For a few terrible moments toward the end of Tin Cup it seems possible that Roy McAvoy (Kevin Costner), the driving-range pro from Salome, Texas, may actually win the U.S. Open. Oh, no, the quailing spirit wails, not another Rocky clone, not another inspirational fable to feed false dreams of glory among the little guys.

This is an unworthy fear. By this time we should have learned to trust the cockeyed integrity of Ron Shelton, who directed and co-wrote (with John Norville) the film. Surely the movies' reigning poet of knucklehead machismo, the man who gave us Bull Durham and Cobb, will find an entertaining and instructive way for Roy to immolate himself.

This he does. For like Shelton's other heroes, Roy is a purist.

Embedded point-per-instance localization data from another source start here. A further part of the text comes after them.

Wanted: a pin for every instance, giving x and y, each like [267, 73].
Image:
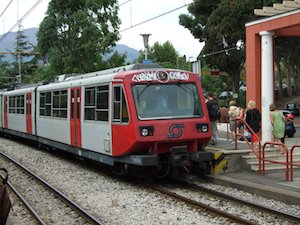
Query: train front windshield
[154, 101]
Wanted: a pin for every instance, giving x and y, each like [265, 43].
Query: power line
[155, 17]
[22, 18]
[6, 8]
[128, 28]
[132, 26]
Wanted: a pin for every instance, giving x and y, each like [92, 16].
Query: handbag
[5, 203]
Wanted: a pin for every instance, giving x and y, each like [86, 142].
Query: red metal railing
[292, 164]
[286, 163]
[257, 152]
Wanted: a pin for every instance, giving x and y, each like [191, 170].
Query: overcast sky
[134, 12]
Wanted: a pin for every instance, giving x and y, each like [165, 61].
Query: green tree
[75, 35]
[24, 65]
[221, 24]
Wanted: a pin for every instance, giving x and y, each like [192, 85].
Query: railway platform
[271, 184]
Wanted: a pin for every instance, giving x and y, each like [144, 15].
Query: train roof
[139, 66]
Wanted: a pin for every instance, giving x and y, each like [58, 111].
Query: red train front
[168, 125]
[132, 118]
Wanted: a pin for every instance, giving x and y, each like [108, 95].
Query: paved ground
[271, 184]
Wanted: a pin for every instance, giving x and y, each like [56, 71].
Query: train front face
[172, 121]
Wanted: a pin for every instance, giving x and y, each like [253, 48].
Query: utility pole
[146, 45]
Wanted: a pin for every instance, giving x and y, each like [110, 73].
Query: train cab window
[96, 103]
[16, 104]
[167, 101]
[120, 106]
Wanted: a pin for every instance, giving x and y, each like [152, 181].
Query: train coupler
[180, 162]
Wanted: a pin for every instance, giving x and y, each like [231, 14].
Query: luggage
[5, 203]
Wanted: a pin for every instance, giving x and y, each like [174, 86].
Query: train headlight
[146, 131]
[202, 127]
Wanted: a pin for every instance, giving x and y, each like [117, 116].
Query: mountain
[9, 40]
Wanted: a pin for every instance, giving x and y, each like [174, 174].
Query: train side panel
[18, 111]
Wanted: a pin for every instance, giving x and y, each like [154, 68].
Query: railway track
[66, 210]
[259, 207]
[234, 217]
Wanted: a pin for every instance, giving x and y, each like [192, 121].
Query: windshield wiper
[183, 87]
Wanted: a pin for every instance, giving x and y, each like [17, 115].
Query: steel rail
[27, 205]
[196, 204]
[71, 203]
[283, 215]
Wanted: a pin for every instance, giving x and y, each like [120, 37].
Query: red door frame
[75, 114]
[5, 125]
[28, 113]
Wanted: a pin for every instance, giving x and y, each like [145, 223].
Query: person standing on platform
[253, 120]
[278, 122]
[214, 114]
[233, 113]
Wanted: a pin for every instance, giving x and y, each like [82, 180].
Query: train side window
[120, 106]
[63, 103]
[48, 103]
[20, 104]
[60, 104]
[12, 100]
[16, 104]
[102, 103]
[42, 103]
[96, 103]
[89, 103]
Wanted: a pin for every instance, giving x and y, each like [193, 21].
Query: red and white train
[131, 117]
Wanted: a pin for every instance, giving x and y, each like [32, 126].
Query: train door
[5, 125]
[28, 113]
[75, 112]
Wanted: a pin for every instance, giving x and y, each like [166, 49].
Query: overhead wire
[132, 26]
[89, 43]
[22, 18]
[6, 8]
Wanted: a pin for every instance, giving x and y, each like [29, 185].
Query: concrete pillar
[267, 83]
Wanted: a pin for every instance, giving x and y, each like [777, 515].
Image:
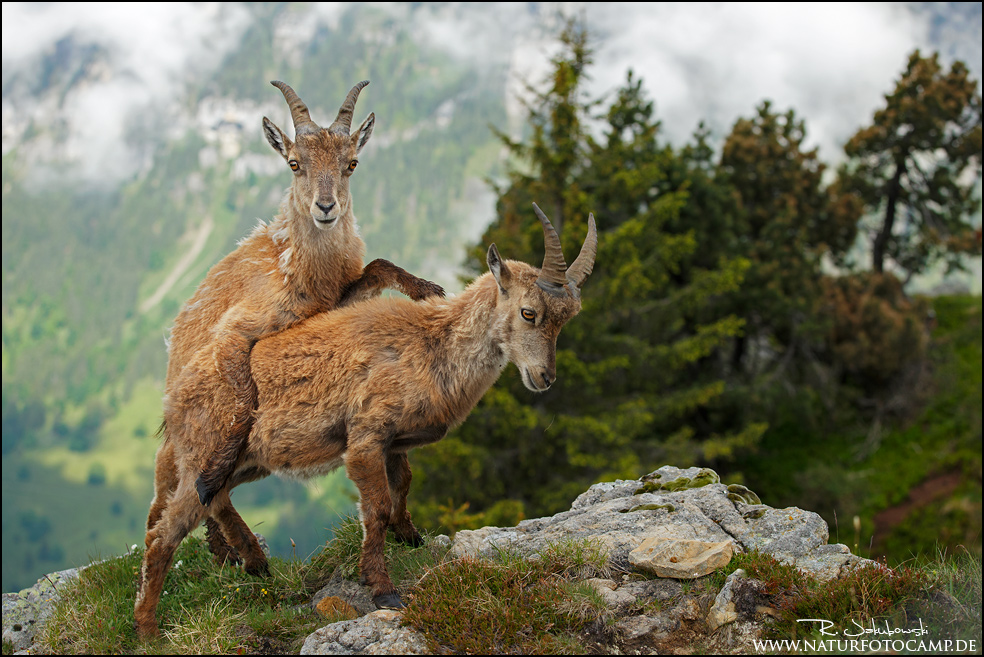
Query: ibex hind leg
[165, 481]
[399, 476]
[222, 552]
[183, 513]
[238, 534]
[366, 468]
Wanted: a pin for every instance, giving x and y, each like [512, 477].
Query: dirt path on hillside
[197, 244]
[928, 491]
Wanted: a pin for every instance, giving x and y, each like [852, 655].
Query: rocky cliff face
[672, 525]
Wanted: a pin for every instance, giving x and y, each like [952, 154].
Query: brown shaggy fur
[362, 386]
[309, 259]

His quest is not necessarily for the best score--an enterprise that needs caution and compromise--but for that near unattainable ideal, the perfectly struck golf ball, which requires oneness with the universe. That a foolhardy opportunity to achieve that state arises on the last hole of the Open is the kind of bad dumb luck he's used to; this guy's been playing out of the existential rough all his life.

As he always does in comedy, Costner grants an irresistible gleam of gallantry to male mulishness. As the psychologist who can't help loving this foolish fellow, Rene Russo is both knowing and vulnerable, proving beyond a doubt that she is modern Hollywood's one true heiress to the screwball tradition. They make Tin Cup rattle very merrily. --R.S.